In the whacky world of Nook, (where I reside as king), I find myself lighting just about anything. This weekend I lit a Celtic folk trio for a PBS TV show. Upstaging lighting offered up my services to a local director (thanks guys) and he hired me to wiggle some lights.
I walked in the studio and immediately was confronted by hands who wanted to know where to hang or place my moving lights. I had not even met the TV director to ask him what he had in mind. So I told the hands to get a cup of Joe while I found the guy hiring me. After 30 seconds of talking with my new favorite director I devised a plan, as he had none. I asked him my 2 favorite questions, “What are you looking for? And where are the camera positions?”
He wanted constant movement with some floor lights and softened gobo images in motion on a white cyclorama. No problem. I placed 8 hard edge lights on some battens that flew above the set pieces and placed 6 moving wash fixtures on the floor in between set pieces. I spaced the wash fixtures so that any camera would always pick up a light beam slowly swinging by in any shot. The hard edge lights lit random sections of the cyc.

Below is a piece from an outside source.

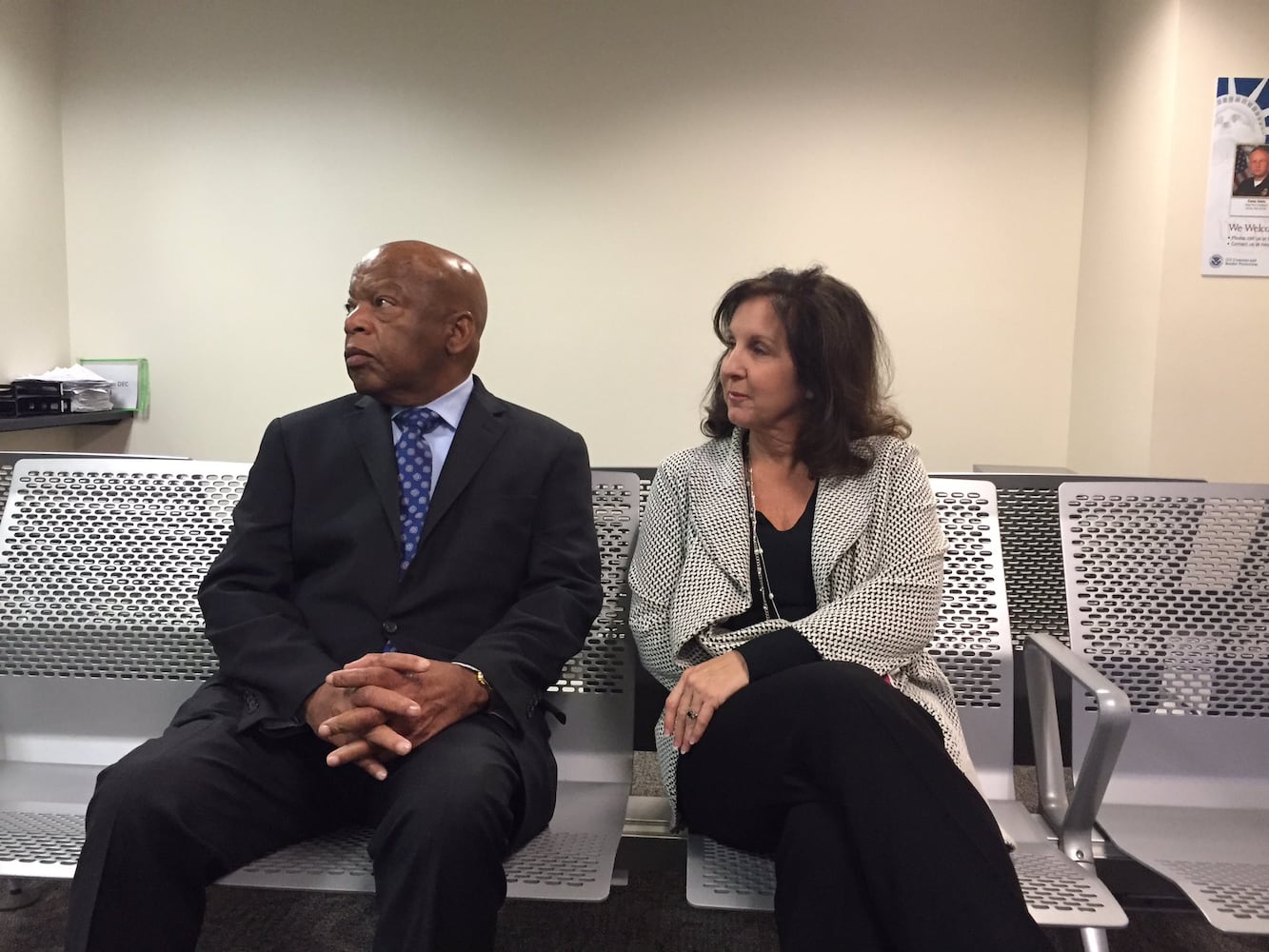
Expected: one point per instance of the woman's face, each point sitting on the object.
(759, 381)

From the audience perspective it looked like I was clueless and just focused some patterns in random places on the cyc. But every camera angle would catch a bit of motion on the cyc. The main thing to remember was that I wasn’t lighting this show for the 100 people in the audience, I was lighting it for the 100,000 that would see it on PBS one day.
I had 4 hours from the time I walked into the studio until I had to have looks for 37 different songs. No problem for me. The shoot went smooth as silk.